By the end of it, the well-trained ensemble (ranging from a 14-year-old tuyo seller to a 70-year-old farmer!) had sketched for the audience a town’s livelihood (basket-weaving and bolo-making), the provenance of a historic watch tower, how folk hero Tamblot resisted the Spanish invaders to become an enduring beacon to Boholanos, and how the habagat (monsoon storm) has shaped the life of the island and its inhabitants.
The scenery? Nipa fronds, and projections on white cloth that also served as the sail of a Spanish ship. Plus the voices of the cast, especially a young teacher named Geraldine Pancho, whose atmospheric vocals in the Boholano tongue gave the production striking charge and texture.

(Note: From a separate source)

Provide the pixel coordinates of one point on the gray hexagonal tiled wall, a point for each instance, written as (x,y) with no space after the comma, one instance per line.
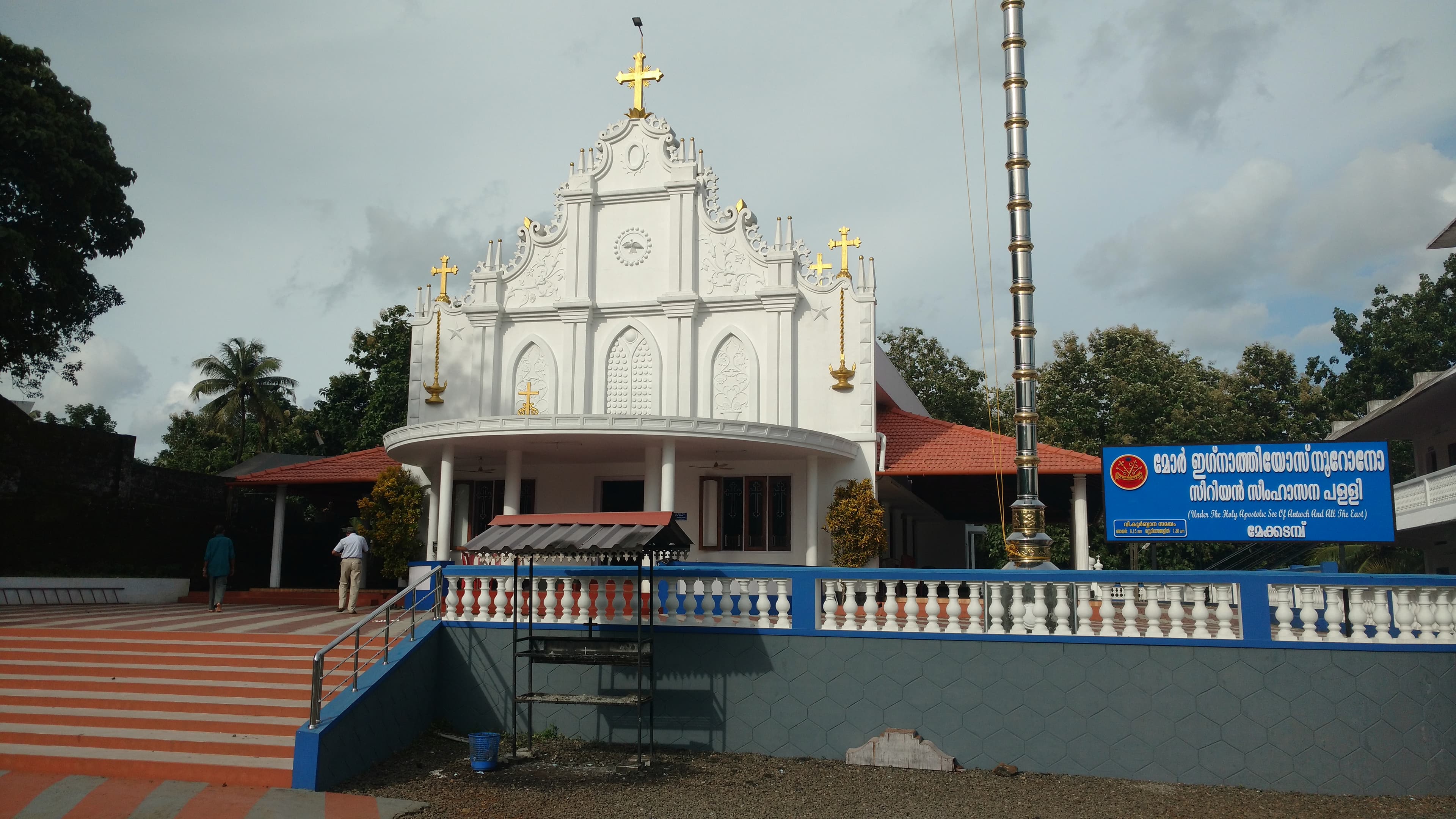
(1289,719)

And from the Integrated Performing Arts Guild, the resident company of the MSU-Iligan Institute of Technology, came “Uwahig,” which retold in movement—derived from the beautifully fluid dance form pangalay—the epic of Indarapatra and Sulayman, whose cosmic battles became a metaphor for the modern-day decimation of parts of Mindanao.
Steven Fernandez’s production boldly challenged conventionality by eschewing dialogue altogether, preferring the haunting elemental noises his eight-person cast made, side by side with a neo-ethnic techno score, to conjure the Day of Creation in Mindanao lore.
Sparse support
What “Uwahig” and its brethren productions from the regions bring home is the realization that the Manila theater scene is so much the poorer for not being able to see, on a regular basis, shows like these that throb with native vibrancy and spirit.
It took CCP eight years, from the last National Theater Festival in 2004, to bring these local creative powerhouses once again to Manila. And yet the crowds have remained sparse; even many in the Manila-based theater community can’t seem to be roused to support their peers from the provinces, and the very festival that celebrates their art. In which case, why should the rest of the public be?
The National Theater Festival’s remaining shows feature Dulaang UP’s “Orosman at Zafira” at 8 p.m. Saturday and 3 p.m. Sunday at Tanghalang Aurelio Tolentino (Little Theater). Closing ceremonies at 6 p.m. Sunday at the Arturo Luz Paper Clip Area of CCP.